When a government has 300 million+ people to represent, it needs to have very limited responsibilities and powers, because the common interests of so many people are very limited.
That is (cargo culting political attitudes aside) largely why the American relationship with the federal government is "adversarial"- the larger it grows, the easier it is for special, non-representative interests to take advantage of.
There's a similar story played out among union participation here; the larger the union, the less individuals feel that it is working exclusively in their best interests. Likewise: approval for individual congressional representatives is typically high, but Congress itself invariably has very low approval ratings.
When a government has 300 million+ people to represent, it needs to have very limited responsibilities and powers, because the common interests of so many people are very limited.
I'm not sure I agree with that. The common interests of people are basically the same - education, health, housing ...
There are over 80 million people in Germany.
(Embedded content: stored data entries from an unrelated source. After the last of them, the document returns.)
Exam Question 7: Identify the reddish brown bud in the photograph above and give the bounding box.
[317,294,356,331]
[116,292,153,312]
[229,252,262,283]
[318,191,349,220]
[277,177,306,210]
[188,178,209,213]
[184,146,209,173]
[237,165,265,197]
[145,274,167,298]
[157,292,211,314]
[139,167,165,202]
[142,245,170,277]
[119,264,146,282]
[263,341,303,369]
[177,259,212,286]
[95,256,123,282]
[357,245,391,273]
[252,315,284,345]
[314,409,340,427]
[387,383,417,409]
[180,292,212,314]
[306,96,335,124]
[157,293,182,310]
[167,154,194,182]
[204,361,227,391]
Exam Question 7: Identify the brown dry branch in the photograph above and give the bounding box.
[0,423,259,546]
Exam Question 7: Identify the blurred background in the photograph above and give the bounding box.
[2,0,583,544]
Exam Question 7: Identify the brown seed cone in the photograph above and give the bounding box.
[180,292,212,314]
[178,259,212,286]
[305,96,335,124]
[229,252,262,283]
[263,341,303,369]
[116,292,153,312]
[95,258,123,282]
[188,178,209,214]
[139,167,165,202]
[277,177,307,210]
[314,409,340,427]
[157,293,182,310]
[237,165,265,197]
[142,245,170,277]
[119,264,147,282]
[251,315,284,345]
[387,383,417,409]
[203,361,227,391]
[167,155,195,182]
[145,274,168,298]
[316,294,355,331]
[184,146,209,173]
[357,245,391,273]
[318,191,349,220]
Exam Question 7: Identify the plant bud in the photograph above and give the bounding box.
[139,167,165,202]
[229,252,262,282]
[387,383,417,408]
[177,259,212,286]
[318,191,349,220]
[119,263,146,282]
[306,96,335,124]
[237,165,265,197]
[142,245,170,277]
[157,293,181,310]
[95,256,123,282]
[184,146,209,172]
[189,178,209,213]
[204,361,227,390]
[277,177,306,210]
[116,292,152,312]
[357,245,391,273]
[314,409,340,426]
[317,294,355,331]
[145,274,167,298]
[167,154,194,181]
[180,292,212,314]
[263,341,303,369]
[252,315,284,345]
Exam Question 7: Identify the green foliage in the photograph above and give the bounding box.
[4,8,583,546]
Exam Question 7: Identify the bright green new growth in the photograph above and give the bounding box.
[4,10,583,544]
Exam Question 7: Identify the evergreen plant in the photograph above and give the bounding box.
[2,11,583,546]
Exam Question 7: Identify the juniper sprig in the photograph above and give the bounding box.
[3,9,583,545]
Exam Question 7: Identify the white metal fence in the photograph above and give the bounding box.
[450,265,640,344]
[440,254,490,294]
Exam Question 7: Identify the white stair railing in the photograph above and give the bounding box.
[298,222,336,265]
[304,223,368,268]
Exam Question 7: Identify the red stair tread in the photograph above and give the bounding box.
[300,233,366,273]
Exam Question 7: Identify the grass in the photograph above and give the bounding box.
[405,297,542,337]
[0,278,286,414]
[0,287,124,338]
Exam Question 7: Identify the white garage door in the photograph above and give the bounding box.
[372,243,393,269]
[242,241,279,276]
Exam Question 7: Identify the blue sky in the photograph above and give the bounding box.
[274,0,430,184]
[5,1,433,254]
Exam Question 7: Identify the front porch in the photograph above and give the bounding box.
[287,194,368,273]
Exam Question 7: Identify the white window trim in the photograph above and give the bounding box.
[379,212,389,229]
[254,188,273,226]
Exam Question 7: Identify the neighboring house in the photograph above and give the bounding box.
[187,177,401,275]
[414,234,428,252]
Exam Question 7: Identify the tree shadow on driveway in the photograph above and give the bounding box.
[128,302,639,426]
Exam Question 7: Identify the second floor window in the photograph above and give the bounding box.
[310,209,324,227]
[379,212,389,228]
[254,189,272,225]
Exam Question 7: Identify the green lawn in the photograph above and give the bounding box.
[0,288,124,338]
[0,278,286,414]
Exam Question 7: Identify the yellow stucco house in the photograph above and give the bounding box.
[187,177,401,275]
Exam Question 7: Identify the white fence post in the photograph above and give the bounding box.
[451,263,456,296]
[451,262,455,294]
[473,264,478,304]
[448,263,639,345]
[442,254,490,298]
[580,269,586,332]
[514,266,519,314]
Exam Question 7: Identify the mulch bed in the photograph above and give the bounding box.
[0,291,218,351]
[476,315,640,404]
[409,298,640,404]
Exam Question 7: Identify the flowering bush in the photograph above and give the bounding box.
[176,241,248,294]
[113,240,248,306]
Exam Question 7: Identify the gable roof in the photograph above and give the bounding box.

Not in the same league as the US, but still a huge country. And I don't think (obviously this is not data) that people here feel the government don't work for their interests. In a very small country like Ireland (where I'm actually from) the government seem to me to be much less 'representative' of the people, due to cronyism and corruption (see current Irish gov scandal expected to bring down the government within weeks - http://www.irishtimes.com/opinion/fintan-o-toole-the-maurice...)
I’m not sure that the total size of the population is what matters here. It’s the lack of representation. Back when the USA started, we had 33,000 person-units per Representative. Now we have over 700,000 people per Representative in all but the tiniest states, and those Representatives are only going to listen to the biggest and most obnoxious voices out of those 700,000.
Alternatively, shift the center of power that has become entirely too federal (IMO) back to the states, whereby it's easier to actually listen to your constituents on matters that could be done just as well (in some cases better) at a more local level.